Alpha Natural Resources files for Chapter 11

October 2015  |  DEALFRONT  |  BANKRUPTCY & CORPORATE RESTRUCTURING

Financier Worldwide Magazine

October 2015 Issue

October 2015 Issue


Coal mining giant Alpha Natural Resources has filed voluntary petitions to reorganise under Chapter 11 of the US Bankruptcy Code.

The board of directors of Alpha took the decision to file for Chapter 11 with the United States Bankruptcy Court for the Eastern District of Virginia in Richmond in order to safeguard the company’s future, as well as that of a number of its wholly-owned subsidiaries, as it looks to weather a particularly challenging coal market.

To allow normal business operations to continue uninterrupted while in Chapter 11, with coal continuing to be mined, customer sales and shipment commitments honoured, and wages and benefits for Alpha’s affiliated employees paid, the company is seeking immediate relief from the Bankruptcy Court.

One of the largest and most regionally diversified coal suppliers in the United States, Alpha supplies metallurgical coal to the steel industry and thermal coal to generate power to customers on five continents. Additionally, Alpha affiliates operate more than 50 underground and surface mines and more than 20 coal preparation facilities in Virginia, Kentucky, West Virginia, Pennsylvania and Wyoming.

Alpha’s commitments include being a leader in mine safety with their Running Right safety process, and as an environmental steward in the diverse communities where the company’s affiliates operate.

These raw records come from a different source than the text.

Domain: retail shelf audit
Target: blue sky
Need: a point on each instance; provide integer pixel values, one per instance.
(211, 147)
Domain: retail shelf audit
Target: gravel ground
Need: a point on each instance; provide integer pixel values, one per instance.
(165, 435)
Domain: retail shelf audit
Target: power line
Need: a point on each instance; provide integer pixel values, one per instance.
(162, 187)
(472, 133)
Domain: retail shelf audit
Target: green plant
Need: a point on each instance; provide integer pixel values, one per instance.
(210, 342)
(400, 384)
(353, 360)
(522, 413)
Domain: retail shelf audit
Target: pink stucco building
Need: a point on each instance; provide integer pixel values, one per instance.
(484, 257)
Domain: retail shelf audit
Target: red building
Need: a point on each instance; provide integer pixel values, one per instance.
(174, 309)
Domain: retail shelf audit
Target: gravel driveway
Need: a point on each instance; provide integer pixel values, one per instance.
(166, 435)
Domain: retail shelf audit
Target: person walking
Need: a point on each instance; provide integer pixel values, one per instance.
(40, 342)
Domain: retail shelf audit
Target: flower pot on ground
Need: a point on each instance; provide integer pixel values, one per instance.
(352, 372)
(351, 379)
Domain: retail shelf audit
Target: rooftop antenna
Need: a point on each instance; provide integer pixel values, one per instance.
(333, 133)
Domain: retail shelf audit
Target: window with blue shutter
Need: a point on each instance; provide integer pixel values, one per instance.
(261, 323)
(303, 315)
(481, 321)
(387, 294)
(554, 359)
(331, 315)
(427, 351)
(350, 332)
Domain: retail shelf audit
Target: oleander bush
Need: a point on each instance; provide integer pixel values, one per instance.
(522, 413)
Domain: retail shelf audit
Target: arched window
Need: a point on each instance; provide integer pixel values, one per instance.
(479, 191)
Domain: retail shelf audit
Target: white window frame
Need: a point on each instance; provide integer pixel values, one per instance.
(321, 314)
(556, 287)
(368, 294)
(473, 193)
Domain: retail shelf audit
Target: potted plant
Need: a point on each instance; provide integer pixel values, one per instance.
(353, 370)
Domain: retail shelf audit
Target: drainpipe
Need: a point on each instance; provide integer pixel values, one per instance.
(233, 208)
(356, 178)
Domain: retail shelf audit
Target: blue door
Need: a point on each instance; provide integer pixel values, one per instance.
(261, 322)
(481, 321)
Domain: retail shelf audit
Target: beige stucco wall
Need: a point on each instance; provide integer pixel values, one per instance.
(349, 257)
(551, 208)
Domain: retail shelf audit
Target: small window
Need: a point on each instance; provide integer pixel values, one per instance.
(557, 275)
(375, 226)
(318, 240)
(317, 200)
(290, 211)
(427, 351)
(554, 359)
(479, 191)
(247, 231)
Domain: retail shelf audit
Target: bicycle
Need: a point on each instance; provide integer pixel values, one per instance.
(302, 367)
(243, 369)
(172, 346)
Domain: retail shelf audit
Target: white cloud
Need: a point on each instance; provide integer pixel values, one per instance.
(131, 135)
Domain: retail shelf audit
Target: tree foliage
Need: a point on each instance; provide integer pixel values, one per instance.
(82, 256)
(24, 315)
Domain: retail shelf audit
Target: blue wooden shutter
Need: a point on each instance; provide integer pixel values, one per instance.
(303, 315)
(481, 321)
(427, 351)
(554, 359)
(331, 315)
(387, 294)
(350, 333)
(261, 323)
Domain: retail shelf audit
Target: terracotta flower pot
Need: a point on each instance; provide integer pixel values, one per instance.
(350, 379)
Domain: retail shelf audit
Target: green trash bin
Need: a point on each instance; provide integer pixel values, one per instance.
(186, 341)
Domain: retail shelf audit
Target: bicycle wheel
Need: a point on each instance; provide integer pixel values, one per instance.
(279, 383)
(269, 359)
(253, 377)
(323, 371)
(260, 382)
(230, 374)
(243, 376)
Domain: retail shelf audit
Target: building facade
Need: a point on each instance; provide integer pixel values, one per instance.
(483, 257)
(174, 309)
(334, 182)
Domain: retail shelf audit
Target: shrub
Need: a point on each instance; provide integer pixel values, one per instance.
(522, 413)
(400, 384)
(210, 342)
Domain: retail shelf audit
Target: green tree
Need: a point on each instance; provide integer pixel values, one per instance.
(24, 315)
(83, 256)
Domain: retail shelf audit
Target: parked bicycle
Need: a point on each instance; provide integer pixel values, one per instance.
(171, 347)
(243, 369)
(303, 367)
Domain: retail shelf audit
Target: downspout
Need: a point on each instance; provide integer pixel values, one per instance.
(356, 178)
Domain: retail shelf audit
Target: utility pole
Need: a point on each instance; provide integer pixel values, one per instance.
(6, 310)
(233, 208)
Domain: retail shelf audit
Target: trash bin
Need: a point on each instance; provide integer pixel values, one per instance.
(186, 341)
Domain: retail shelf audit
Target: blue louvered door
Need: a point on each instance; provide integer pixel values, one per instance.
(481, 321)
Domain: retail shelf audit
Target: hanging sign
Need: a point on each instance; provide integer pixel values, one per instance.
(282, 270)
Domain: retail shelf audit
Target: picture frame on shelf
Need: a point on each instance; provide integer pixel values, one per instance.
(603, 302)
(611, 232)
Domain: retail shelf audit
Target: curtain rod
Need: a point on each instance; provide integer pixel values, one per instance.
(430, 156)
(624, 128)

Key figures within the Alpha hierarchy intend the relief provided by Chapter 11 to be utilised to allow the company to reorganise effectively and emerge as a financially viable business that is better positioned to compete in dynamic energy markets.

“While a difficult decision, this voluntary Chapter 11 filing is the right strategy at the right time for the future of our business,” said Kevin Crutchfield, Alpha’s chairman and chief executive. “It will enable us to build on the significant steps we have taken over the past several years to restructure our debt and protect our operations. I am confident Alpha will emerge from this process as a stronger company, with a diversified resource base and better positioned for the future.”

Noting that the US coal industry is currently in an unprecedented period of distress, Mr Crutchfield pointed to increased competition from natural gas, an oversupply in the global coal market, historically low prices due to weaker international and domestic economies, and increasing government regulation, as the key reasons for the crisis.

However, he was keen to emphasise that neither Alpha nor the US coal industry as a whole should be thought of in the past tense. He believes that while the sector will, in all likelihood, get smaller, coal will continue to play a critical role in providing affordable and reliable electricity and in the production of steel for infrastructure.

“The change and challenges the US coal industry has experienced over the last several years are greater than any in the past three decades. There is no doubt more uncertainty ahead, but also transformational opportunity in the coal sector for those who make proactive, strategic decisions,” he said.

Helping to secure Alpha’s immediate future is an 18-month debtor-in-possession (DIP) financing package of approximately $692m, arranged by Citigroup and led by a group of both its first and second lien lenders. The DIP financing package demonstrates the support of its secured creditors and provides Alpha with significant operational flexibility to successfully reorganise.

Alpha also expects to work with a number of key constituencies to facilitate reorganisation and exit Chapter 11 at the most opportune moment. To this end, the current management team, led by Kevin Crutchfield, is expected to remain in place to lead the company through the bankruptcy process.